G. Nuzzi – Una volta tanto che qualcuno fa delle scelte garantiste gli arrivano anche delle critiche. Lo abbiamo deciso perché si tratta di persone che non sono state coinvolte in un’indagine giudiziaria. Se mai quei nomi bisogna chiederli al collaboratore di giustizia che, è bene ricordarlo, è consapevole di rischiare di ritornare in carcere. In ogni caso, coprire i nomi non toglie nulla rispetto al quadro impressionante di un sistema bulimico criminale inserito nella società e nell’economia di un territorio, che emerge da ‘Metastasi’. La cosa più mortificante di questa vicenda è constatare come si possa essere bersaglio del pregiudizio. Ho letto le dichiarazioni di Roberto Castelli su Repubblica. Sosteneva che il libro è un attacco alla Lega proprio nel momento in cui si stanno per approvare le riforme. Un giudizio che assolutamente non corrisponde agli obiettivi di chi, come Antonelli e il sottoscritto, ha lavorato ventre a terra per un anno intero, senza sognarsi di programmare la nostra attività , sintonizzandola con l’agenda politica italiana. Certo, sappiamo del voto sulla fiducia del 14 dicembre, come gran parte degli italiani. Per il resto… Non è neppure gradevole l’attenzione di tanti giornalisti che hanno subito concentrato la loro attenzione su Gamma, il personaggio della Lega legato alla ‘ndrangheta.
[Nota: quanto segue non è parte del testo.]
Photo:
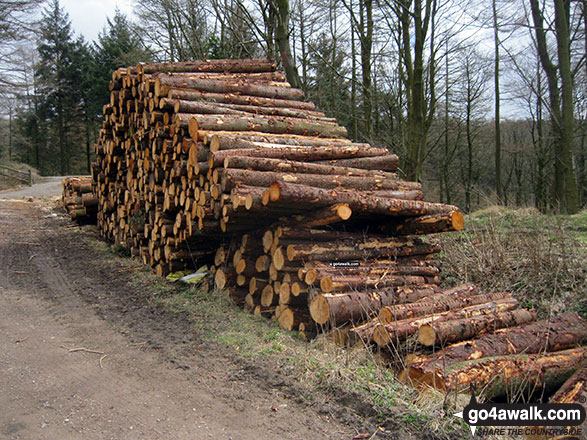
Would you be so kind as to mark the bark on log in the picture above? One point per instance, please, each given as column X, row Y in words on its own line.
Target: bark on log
column 291, row 166
column 236, row 66
column 428, row 224
column 387, row 162
column 561, row 332
column 206, row 108
column 405, row 311
column 232, row 177
column 293, row 193
column 516, row 375
column 265, row 124
column 358, row 251
column 226, row 86
column 442, row 333
column 395, row 332
column 233, row 98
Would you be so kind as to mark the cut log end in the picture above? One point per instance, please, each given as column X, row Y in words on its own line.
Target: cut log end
column 278, row 259
column 274, row 192
column 457, row 220
column 220, row 279
column 287, row 319
column 319, row 310
column 343, row 211
column 193, row 129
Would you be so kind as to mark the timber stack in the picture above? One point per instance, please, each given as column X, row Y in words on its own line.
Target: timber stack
column 221, row 162
column 78, row 199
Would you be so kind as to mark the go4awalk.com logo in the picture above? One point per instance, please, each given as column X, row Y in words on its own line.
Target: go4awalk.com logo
column 547, row 419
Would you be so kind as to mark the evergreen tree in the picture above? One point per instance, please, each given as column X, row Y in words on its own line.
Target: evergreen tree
column 117, row 46
column 60, row 79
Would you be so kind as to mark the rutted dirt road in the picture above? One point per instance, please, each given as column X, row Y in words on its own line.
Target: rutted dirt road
column 156, row 378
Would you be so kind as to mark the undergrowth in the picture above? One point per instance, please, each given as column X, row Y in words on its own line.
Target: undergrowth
column 541, row 259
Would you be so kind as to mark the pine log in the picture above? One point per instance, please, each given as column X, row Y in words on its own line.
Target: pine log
column 295, row 153
column 387, row 162
column 441, row 333
column 398, row 331
column 264, row 124
column 232, row 177
column 343, row 283
column 236, row 66
column 428, row 224
column 372, row 248
column 239, row 99
column 515, row 375
column 339, row 308
column 561, row 332
column 228, row 140
column 293, row 193
column 204, row 108
column 226, row 86
column 398, row 312
column 292, row 166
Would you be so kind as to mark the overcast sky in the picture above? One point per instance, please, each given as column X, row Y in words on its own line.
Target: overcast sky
column 88, row 17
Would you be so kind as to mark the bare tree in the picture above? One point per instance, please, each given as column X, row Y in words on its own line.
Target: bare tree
column 566, row 194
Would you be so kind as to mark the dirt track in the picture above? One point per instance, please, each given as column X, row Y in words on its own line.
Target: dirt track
column 157, row 380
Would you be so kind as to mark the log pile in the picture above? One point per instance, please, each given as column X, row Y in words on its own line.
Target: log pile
column 222, row 163
column 78, row 199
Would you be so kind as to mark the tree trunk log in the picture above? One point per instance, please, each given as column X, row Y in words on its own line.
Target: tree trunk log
column 232, row 177
column 398, row 312
column 399, row 331
column 301, row 194
column 428, row 224
column 277, row 151
column 539, row 373
column 559, row 333
column 226, row 86
column 238, row 99
column 267, row 124
column 221, row 66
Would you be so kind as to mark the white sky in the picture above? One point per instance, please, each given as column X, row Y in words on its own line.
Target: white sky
column 88, row 17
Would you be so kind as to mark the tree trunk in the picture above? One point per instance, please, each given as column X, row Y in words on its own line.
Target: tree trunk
column 267, row 124
column 221, row 66
column 399, row 312
column 164, row 83
column 443, row 333
column 282, row 40
column 299, row 167
column 283, row 192
column 305, row 154
column 539, row 373
column 237, row 99
column 398, row 331
column 559, row 333
column 232, row 177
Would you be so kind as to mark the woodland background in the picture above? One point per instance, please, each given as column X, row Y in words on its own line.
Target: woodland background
column 483, row 101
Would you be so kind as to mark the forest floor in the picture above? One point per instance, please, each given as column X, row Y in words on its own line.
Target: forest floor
column 93, row 346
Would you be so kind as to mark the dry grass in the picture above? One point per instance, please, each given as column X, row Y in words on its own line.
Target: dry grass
column 541, row 259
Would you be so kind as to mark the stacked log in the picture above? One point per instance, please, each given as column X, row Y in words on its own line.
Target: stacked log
column 78, row 199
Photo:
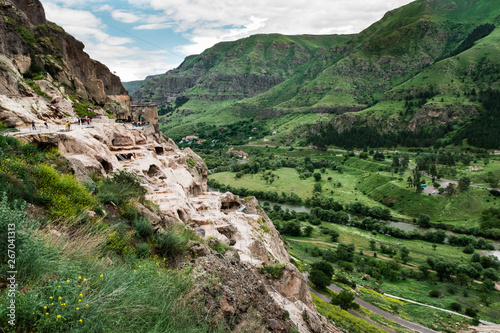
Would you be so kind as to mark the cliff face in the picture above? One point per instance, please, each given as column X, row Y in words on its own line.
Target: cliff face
column 41, row 62
column 418, row 60
column 235, row 70
column 176, row 181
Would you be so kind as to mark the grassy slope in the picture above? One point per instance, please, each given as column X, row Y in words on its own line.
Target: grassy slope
column 363, row 181
column 404, row 37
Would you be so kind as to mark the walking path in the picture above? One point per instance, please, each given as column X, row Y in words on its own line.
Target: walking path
column 386, row 314
column 449, row 311
column 324, row 298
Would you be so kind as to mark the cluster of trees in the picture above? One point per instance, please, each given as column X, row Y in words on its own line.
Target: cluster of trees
column 479, row 32
column 359, row 137
column 274, row 196
column 304, row 166
column 168, row 108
Magari ‘Metastasi’ è un libro che ha tante altre anime, molte storie diverse.
Prima – Quanto ci avete lavorato?
G. Nuzzi – Un anno. Continuando a lavorare per Libero. Per fortuna eravamo in due, Claudio Antonelli mi ha dato un contributo importante, occupandosi del Lecchese. Io mi sono particolarmente concentrato sulla vicenda Versace. I compiti di scrittura ce li siamo divisi.
Prima – Dove avete trovato le maggiori difficoltà ?
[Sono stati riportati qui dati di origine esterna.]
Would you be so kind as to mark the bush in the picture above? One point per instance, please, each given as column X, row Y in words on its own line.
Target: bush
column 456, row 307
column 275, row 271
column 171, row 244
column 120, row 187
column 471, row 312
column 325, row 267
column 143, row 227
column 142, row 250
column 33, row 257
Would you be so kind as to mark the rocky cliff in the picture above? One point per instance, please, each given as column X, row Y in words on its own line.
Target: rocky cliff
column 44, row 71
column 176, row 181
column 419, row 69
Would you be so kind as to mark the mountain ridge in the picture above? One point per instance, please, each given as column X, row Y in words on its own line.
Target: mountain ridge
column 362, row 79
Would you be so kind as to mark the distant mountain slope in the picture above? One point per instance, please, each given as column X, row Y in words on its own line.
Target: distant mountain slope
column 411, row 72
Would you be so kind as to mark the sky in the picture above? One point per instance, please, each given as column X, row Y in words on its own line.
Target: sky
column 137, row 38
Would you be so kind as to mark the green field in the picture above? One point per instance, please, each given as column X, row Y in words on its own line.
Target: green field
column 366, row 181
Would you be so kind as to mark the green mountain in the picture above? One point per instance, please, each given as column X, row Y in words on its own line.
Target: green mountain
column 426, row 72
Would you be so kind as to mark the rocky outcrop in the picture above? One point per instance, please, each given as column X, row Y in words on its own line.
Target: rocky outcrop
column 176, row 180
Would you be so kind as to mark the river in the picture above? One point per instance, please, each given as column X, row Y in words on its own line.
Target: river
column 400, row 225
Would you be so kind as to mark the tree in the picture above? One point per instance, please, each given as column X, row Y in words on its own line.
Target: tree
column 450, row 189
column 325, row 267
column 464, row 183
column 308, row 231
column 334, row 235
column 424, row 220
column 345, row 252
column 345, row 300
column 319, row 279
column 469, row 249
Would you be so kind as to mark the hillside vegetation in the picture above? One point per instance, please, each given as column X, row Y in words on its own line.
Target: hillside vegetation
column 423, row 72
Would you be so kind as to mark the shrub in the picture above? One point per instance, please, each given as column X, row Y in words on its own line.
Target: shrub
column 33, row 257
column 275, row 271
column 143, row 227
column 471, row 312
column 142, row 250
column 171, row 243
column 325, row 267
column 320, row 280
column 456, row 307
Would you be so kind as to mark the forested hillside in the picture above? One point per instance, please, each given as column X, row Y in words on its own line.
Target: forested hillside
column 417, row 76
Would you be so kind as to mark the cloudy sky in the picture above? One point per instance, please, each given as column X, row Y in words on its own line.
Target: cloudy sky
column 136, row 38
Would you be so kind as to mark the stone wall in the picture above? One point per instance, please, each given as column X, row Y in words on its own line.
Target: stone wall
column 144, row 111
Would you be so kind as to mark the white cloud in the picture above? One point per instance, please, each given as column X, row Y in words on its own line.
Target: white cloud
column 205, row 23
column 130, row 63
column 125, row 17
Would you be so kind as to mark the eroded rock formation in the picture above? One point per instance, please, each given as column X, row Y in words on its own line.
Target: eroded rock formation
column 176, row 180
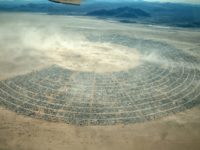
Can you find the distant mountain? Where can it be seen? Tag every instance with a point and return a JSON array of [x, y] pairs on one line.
[[122, 12], [169, 14]]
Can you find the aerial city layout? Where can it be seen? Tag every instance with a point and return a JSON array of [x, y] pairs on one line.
[[81, 71]]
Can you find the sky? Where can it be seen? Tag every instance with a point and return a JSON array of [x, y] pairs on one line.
[[185, 1]]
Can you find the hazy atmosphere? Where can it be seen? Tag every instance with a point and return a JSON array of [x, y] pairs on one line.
[[99, 75]]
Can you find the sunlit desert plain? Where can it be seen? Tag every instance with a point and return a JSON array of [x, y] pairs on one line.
[[72, 82]]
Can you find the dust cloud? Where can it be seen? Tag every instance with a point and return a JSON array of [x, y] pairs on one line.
[[34, 41]]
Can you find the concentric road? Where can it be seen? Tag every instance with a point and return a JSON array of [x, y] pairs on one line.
[[165, 81]]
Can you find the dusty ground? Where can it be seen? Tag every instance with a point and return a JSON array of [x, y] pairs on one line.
[[181, 131]]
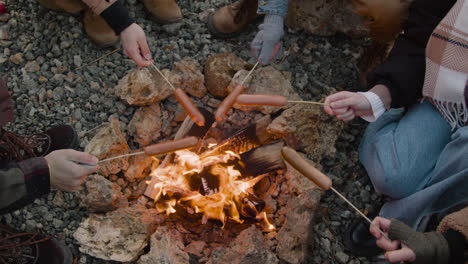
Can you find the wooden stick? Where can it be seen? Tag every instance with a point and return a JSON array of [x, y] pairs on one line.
[[167, 80], [307, 102], [100, 58], [357, 210], [122, 156]]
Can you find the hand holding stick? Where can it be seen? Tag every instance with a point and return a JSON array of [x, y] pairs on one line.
[[268, 99], [317, 177], [162, 148]]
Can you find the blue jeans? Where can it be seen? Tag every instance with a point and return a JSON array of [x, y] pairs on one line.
[[416, 160]]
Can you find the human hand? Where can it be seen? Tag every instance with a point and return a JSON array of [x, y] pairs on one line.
[[68, 168], [266, 43], [135, 46], [346, 105], [393, 251]]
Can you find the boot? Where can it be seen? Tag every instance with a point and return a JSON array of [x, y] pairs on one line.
[[98, 30], [231, 19], [70, 6], [163, 11], [14, 147]]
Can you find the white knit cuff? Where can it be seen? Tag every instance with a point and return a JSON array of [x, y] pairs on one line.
[[378, 108]]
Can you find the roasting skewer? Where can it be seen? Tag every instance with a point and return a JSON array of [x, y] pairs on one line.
[[189, 107], [269, 99], [317, 177], [162, 148]]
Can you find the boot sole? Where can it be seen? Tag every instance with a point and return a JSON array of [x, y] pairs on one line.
[[215, 32]]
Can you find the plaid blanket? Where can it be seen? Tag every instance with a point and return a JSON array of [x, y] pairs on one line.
[[446, 79]]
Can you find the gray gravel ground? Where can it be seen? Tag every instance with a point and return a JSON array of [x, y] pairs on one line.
[[53, 45]]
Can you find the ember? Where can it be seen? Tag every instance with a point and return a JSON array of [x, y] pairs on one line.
[[210, 186]]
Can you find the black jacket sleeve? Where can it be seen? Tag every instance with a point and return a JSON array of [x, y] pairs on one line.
[[403, 71]]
G. Nuzzi – Nella logistica. Siamo entrati in un mondo di fantasmi come quello dei collaboratori di giustizia, costretti a vivere tra mille precauzioni. E non è stato semplice, anche se molto affascinante, entrare nella mentalità di uomini del genere. Gratteri ha detto che siamo andati nel retrobottega della ‘ndrangheta e siamo riusciti a descriverlo. Non è stato facile neppure conquistare la fiducia di Di Bella. Come racconta il libro, l’incontro è iniziato in un bar. A un certo punto pensavamo si trattasse di un agguato. Poi, me lo sono trovato davanti in questa sala da tè. Nel tavolo accanto, seduto di spalle, un bambino, il figlio che non sapeva a chi affidare. Mi ha fatto un po’ paura anche questo. Alla fine ho conquistato la fiducia del bambino e di Di Bella che ha un dolore interiore enorme. Non era sposato con una donna della ‘ndrangheta, ma con la figlia di commercianti lombardi, la quale è stata capace di fargli cambiare vita, di fargli fare delle scelte anche dolorose. È morta in pochi mesi e ciò lo ha spinto a liberarsi da quella schiavitù omertosa che ancora gli rimaneva dentro.
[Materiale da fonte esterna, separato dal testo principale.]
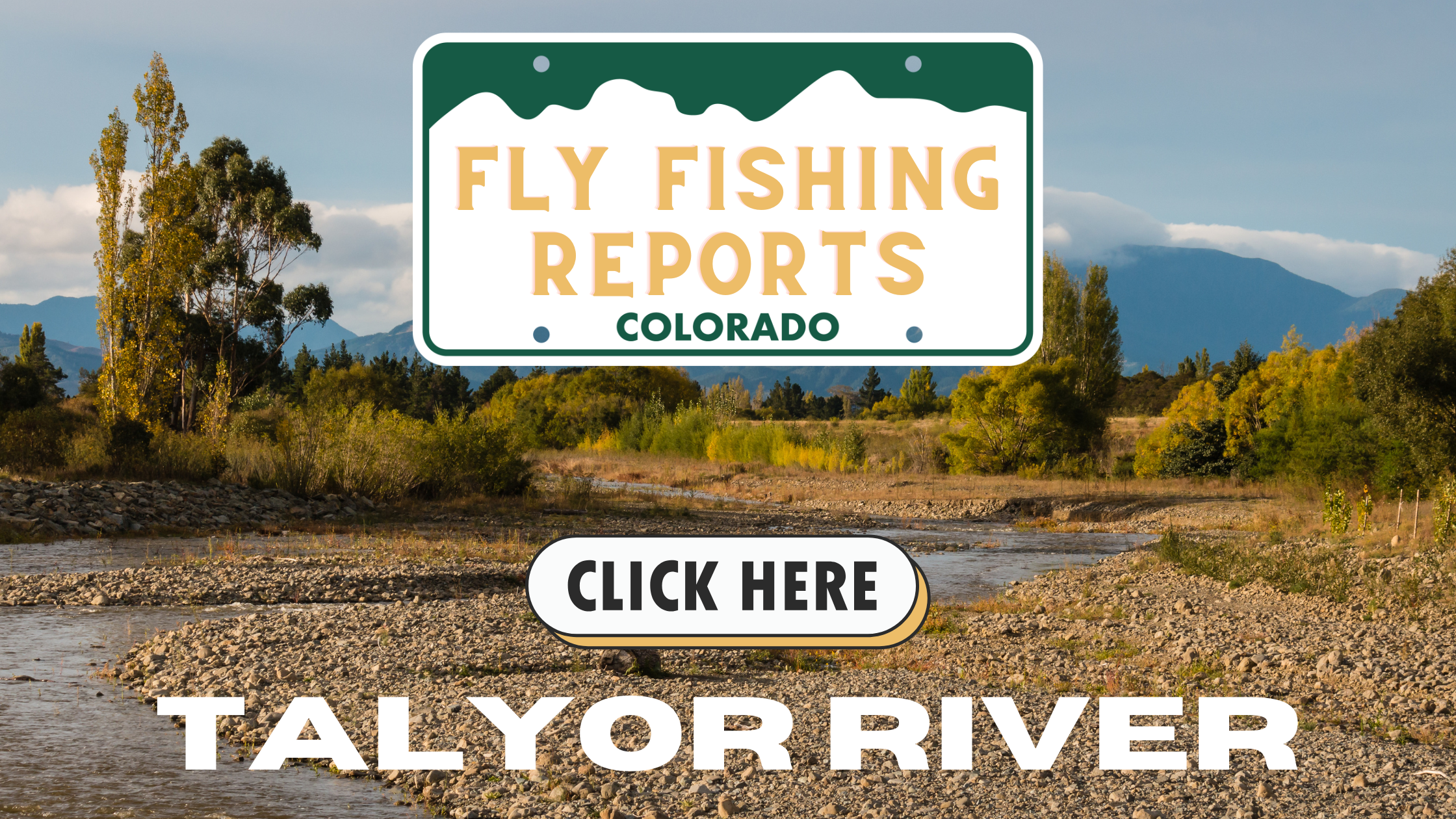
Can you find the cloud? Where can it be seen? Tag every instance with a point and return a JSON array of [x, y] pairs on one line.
[[47, 239], [1084, 225], [366, 260], [1355, 267]]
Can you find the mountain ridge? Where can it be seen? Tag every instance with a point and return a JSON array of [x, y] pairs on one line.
[[1171, 304]]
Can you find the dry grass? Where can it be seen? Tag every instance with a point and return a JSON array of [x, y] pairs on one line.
[[369, 550]]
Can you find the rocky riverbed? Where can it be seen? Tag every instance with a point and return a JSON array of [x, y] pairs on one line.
[[1372, 679], [263, 580]]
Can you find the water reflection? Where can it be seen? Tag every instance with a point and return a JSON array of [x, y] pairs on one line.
[[978, 571], [68, 752]]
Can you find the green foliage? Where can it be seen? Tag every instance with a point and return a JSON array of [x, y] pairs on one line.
[[870, 393], [380, 454], [1149, 393], [1443, 512], [1079, 321], [1021, 416], [32, 439], [852, 443], [502, 376], [414, 387], [21, 388], [1407, 370], [1197, 449], [568, 408], [32, 354], [1245, 360], [1294, 570], [1365, 510], [1336, 510], [918, 393], [251, 229], [130, 443]]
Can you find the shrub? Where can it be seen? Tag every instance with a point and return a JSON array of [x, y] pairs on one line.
[[31, 439], [129, 443], [1197, 449]]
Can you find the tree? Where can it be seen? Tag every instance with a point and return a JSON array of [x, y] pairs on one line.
[[1407, 370], [32, 354], [305, 365], [870, 393], [918, 393], [1245, 360], [1098, 343], [1079, 321], [240, 317], [1060, 306], [502, 376], [140, 274]]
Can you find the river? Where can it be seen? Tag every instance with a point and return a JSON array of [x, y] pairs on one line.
[[77, 747]]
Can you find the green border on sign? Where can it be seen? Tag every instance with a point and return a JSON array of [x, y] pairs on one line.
[[755, 77]]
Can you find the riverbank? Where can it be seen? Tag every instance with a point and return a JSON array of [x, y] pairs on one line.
[[1370, 677]]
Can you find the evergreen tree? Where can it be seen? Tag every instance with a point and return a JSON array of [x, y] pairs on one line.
[[304, 368], [1245, 360], [32, 354], [501, 378], [786, 400], [1060, 308], [1098, 343], [1405, 370], [1081, 321], [870, 393], [338, 358], [918, 393]]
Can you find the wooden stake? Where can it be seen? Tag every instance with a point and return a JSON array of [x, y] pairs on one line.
[[1416, 526]]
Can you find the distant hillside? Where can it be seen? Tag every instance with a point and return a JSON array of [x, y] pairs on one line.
[[1177, 300], [69, 318], [69, 358], [1171, 300]]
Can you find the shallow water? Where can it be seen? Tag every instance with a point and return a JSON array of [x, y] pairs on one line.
[[979, 571], [107, 554], [68, 752]]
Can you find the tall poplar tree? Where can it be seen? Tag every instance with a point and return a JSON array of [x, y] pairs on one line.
[[32, 354], [140, 273], [1081, 321]]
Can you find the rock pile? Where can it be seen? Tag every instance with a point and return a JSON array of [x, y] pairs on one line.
[[92, 508]]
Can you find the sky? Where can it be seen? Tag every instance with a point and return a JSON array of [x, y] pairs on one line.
[[1312, 135]]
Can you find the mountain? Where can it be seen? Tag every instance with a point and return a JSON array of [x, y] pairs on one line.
[[1174, 302], [72, 318], [69, 358]]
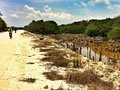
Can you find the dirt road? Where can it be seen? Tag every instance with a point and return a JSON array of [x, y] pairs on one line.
[[15, 53]]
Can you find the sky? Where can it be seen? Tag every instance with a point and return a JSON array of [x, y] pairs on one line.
[[22, 12]]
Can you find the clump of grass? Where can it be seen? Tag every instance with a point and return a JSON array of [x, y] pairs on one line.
[[55, 52], [28, 34], [57, 60], [28, 80], [53, 75], [42, 43], [45, 50], [89, 78], [30, 62]]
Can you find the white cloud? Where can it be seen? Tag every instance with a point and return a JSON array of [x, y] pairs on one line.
[[14, 16], [110, 7], [107, 2], [47, 14], [76, 4], [115, 7], [83, 4], [43, 1], [30, 13], [94, 2]]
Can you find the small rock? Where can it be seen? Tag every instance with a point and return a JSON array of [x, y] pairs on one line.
[[46, 87]]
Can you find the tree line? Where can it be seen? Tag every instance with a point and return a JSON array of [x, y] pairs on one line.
[[108, 28], [2, 25]]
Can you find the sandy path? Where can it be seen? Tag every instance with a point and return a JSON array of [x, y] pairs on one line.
[[14, 54]]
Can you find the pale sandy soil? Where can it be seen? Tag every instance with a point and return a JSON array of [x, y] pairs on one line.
[[14, 54]]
Prima – Mai pensato che alcune rivelazioni fossero un po’ caricate?
G. Nuzzi – No. Anche recentemente, dopo l’uscita del libro, magistrati come Alberto Cisterna della Procura nazionale antimafia e Galileo Proietto, della Procura di Milano hanno attestato il contributo fondamentale che Di Bella ha dato alle indagini.
Intervista di Carlo Riva
Gianluigi Nuzzi, inviato di Libero, autore con Claudio Antonelli di ‘Metastasi’ in libreria dal 2 dicembre per Chiarelettere. Nuzzi, 41 anni, milanese, ha iniziato giovanissimo collaborando con Topolino, poi ha lavorato, sempre come collaboratore, a Espansione, CorrierEconomia e, durante Tangentopoli (nel corso della quale è autore di molti scoop), al Giornale, L’Europeo e Gente Money. Nel ’94, con la prima direzione di Vittorio Feltri, viene assunto dal Giornale dove rimane fino all’ottobre 2007, quando segue Maurizio Belpietro a Panorama. Nell’agosto 2009 è sempre con Belpietro a Libero. Nuzzi è autore di ‘Vaticano spa’, uscito nel 2009 per Chiarelettere. Nella foto in basso la copertina di Sette in edicola il 2 dicembre con la foto di Giuseppe Di Bella, diventato collaboratore di giustizia dopo 25 anni al fianco di Franco Coco Trovato, boss della ‘ndrangheta del Nord Italia.